C’est un ensemble de dispositions qui doit être
arrêté, au niveau le plus large possible, comme tout ce qui concerne la régulation financière
 ; le
meilleur est mondial sous l’égide de l’ONU. Beaucoup de ces mesures sont connues des lecteurs de
La Lettre du Conseil scientifique :
  interdiction de tous ces fonds spéculatifs qui, même baptisés
hedge funds, présentent la particularité si attractive -pour les marchés financiers- de recourir à
l’emprunt pour afficher des « investissements » en millions de dollars ; suppression de tous ces
CDS (credit default swaps) qui, à la différence des paris sur courses de chevaux, offrent la
« spécificité » de payer le parieur malheureux ;
 prohibition des ventes à découvert, cette pratique
ahurissante qui équivaut à vendre à terme la maison de votre voisin que vous ne possédez pas ;
 renoncement à l’effet de levier fou qui conduit à un taux infini quand le spéculateur achète en
bourse avec 0, etc. etc.

Cependant, la difficultés de parvenir à un accord dans le cadre des Nations
Unies, ne doit pas empêcher, au contraire, que des accords soient, en premières étapes, adoptés
régionalement et d’abord, évidemment, par l’Union européenne.

La crise, à laquelle le monde est
acculé, est celle du système capitaliste qui l’a provoquée. Pour systémique que soit cette crise, le
chaos financier ayant pour origine la poursuite sans fin de l’accumulation de gains totalement
injustifiés sans la moindre limite, sociale, économique, écologique, etc., en est un élément
essentiel !
Qui d’autres que les propriétaires du capital organisent les moyens et contrôlent les
montants de cette ahurissante accumulation ? Ni eux, ni les autorités qui leur obéissent, ne sont
incompétents, ils ne commettent pas d’erreurs ; ils ont simplement recours à tous les moyens pour
combler leur besoins inextinguibles.
Se contenter de prétendre que la spéculation, particulièrement financière, étant la mère de
tous les vices systématiques, est celle qu’il faut supprimer, sans indiquer les mesures propres à y
parvenir, fut-ce par étape, laissent en paix les spéculateurs. Les velléités de Grand Soir ne peuvent
rester qu’au niveau du verbe ou, quand elles se transforment en actions politiques, l’Histoire
montre, qu’elles ont tôt fait de devenir monstrueuses. Réclamer la séparation qui vient d’être
évoquée ne signifie pas, bien entendu, la fin du capitalisme, pas davantage que l’instauration d’une
taxe sur les transactions financières, elles font néanmoins partie d’une régulation de nature publique
propre à l’empêcher pour poursuivre sa course démente.

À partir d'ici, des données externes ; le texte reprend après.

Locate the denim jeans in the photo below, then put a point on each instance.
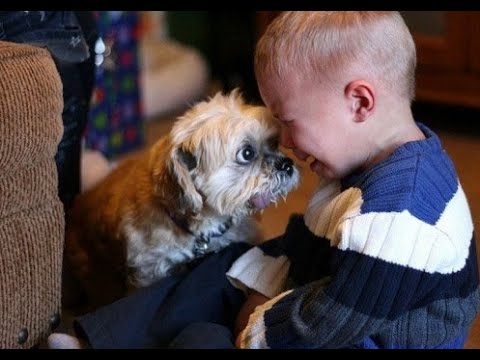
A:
(68, 35)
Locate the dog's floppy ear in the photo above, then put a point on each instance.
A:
(181, 164)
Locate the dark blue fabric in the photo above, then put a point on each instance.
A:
(59, 31)
(68, 35)
(420, 184)
(153, 316)
(204, 336)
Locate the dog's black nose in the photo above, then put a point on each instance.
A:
(285, 165)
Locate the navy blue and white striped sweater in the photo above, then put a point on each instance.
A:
(383, 259)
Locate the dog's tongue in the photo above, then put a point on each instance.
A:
(261, 201)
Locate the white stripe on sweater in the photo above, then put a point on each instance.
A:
(398, 238)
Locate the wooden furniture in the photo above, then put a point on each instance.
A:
(448, 52)
(448, 49)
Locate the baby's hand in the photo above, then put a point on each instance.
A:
(254, 299)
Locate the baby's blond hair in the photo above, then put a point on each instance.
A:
(371, 43)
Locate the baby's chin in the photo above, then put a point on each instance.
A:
(323, 171)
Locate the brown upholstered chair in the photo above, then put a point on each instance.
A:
(31, 214)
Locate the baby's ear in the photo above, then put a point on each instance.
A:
(361, 98)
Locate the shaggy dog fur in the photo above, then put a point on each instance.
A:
(193, 192)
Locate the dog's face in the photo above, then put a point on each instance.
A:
(223, 156)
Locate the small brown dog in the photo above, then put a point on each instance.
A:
(192, 193)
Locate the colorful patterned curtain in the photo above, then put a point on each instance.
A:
(115, 121)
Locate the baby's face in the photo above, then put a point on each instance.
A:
(316, 123)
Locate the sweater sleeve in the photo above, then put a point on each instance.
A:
(383, 267)
(265, 268)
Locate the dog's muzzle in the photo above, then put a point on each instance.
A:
(284, 165)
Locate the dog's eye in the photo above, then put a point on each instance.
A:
(246, 154)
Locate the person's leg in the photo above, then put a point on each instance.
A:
(203, 336)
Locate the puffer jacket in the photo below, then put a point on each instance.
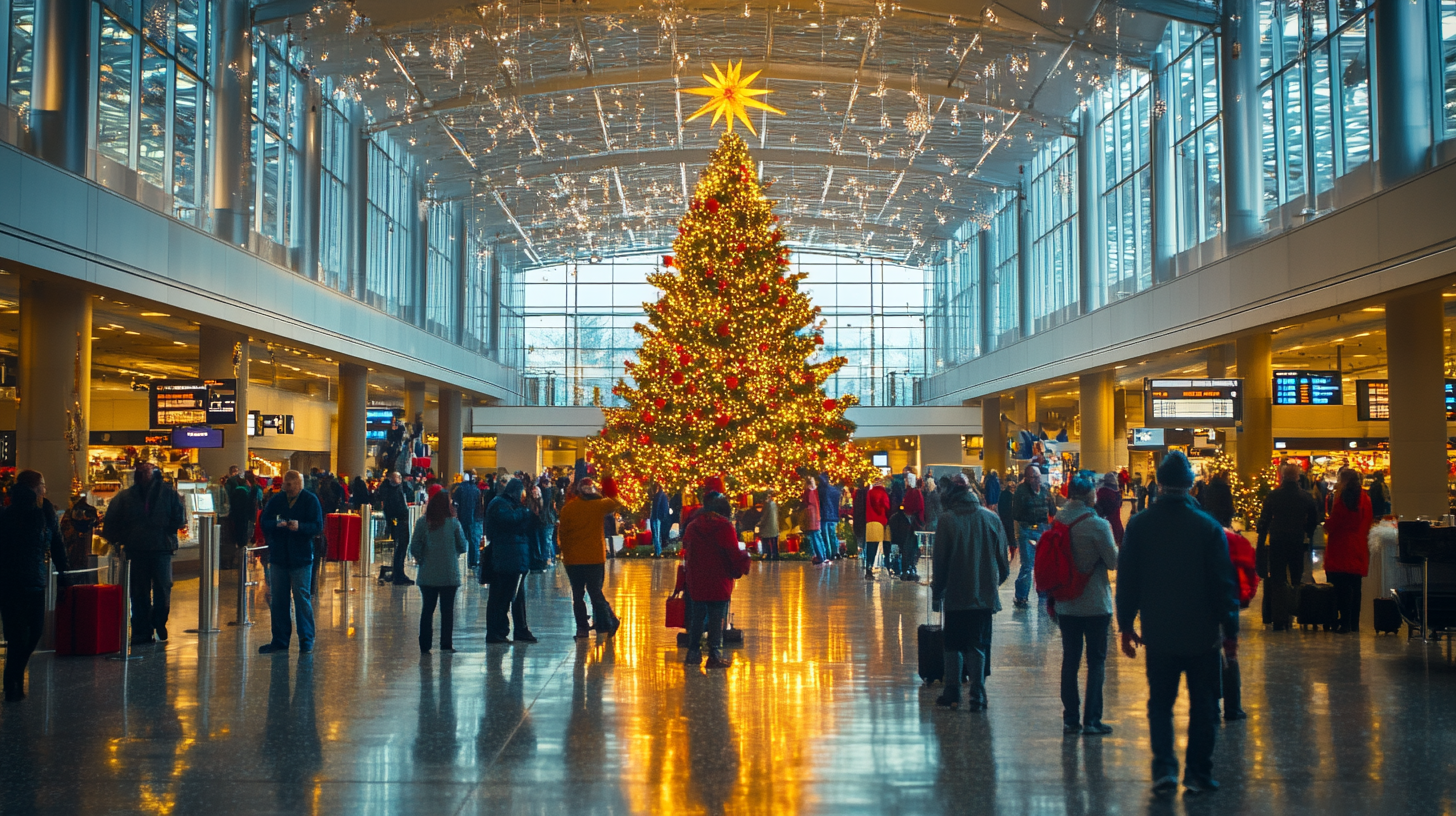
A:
(970, 554)
(510, 528)
(26, 534)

Refuser ces dispositions au prétexte
qu’elles ne résolvent pas tout -ce qui est parfaitement exact-, relève d’un fol espoir de type naïf, ou
pire, fallacieux.
Il y va de la fin de la multiplication, partout sur la planète, des « plans sociaux » de
tous poils et, plus généralement, de pouvoir ne plus supporter qu’un milliard d’êtres humains,
souffrent de la faim, que 40 % des 7 milliards peuplant la planète aujourd’hui, vivent avec moins de
2 dollars par jour. Au mépris, de surcroît, des générations à venir. Faut-il rappeler que les quelque
100 000 individus les plus fortunés, disposent d’avoirs financiers de près de 15 000 milliards de
dollars (lire dans ce numéro « La richesse dans le monde »). Ceux-la poursuivront leur périple
prédateur s’il n’y est pas mis fin.
A propos des mesures à prendre, on lira dans ce même numéro
« Ces centaines de milliards que l’État doit récupérer ».
Dans cette affaire de manipulation du Libor, personne ne peut croire sérieusement que la
démission de R.E. Diamond, l’ancien président de Barclays résoudrait, ainsi après l’élimination
d’une « brebis galeuse », quoi que ce soit. D’abord, ce cher Bob, à double citoyenneté étasunienne
et britannique, n’est pas n’importe qui dans le milieu bancaire ; avant de diriger la banque anglaise,
il était passé par Morgan Stanley et le Crédit suisse First Boston. C’est un Monsieur très sérieux,
reconnu par ses pairs et tout le milieu bancaire ; on suppose que c’est pourquoi il a été désigné en
2010 par le New Statesman’s annual survey comme faisant partie des cinquante hommes les plus
importants ! Ensuite, tous les experts nous disent que la manipulation du taux exige une vaste
« coopération » du milieu bancaire au plus haut niveau.
D’ailleurs, après Barclays, la liste de
« nominés » n’en finit pas de s’allonger : HSBC, Royal Bank of Sctotland, UBS, Deutsche Bank, JP
Morgan, Citi ; ces établissements sont désormais assignés à comparaître par les États de New York
et du Connecticut. En outre Citibank, JPMorgan, Chase et Bank of America sont poursuivis par
certains de leurs clients...

A crise systémique, réforme systémique !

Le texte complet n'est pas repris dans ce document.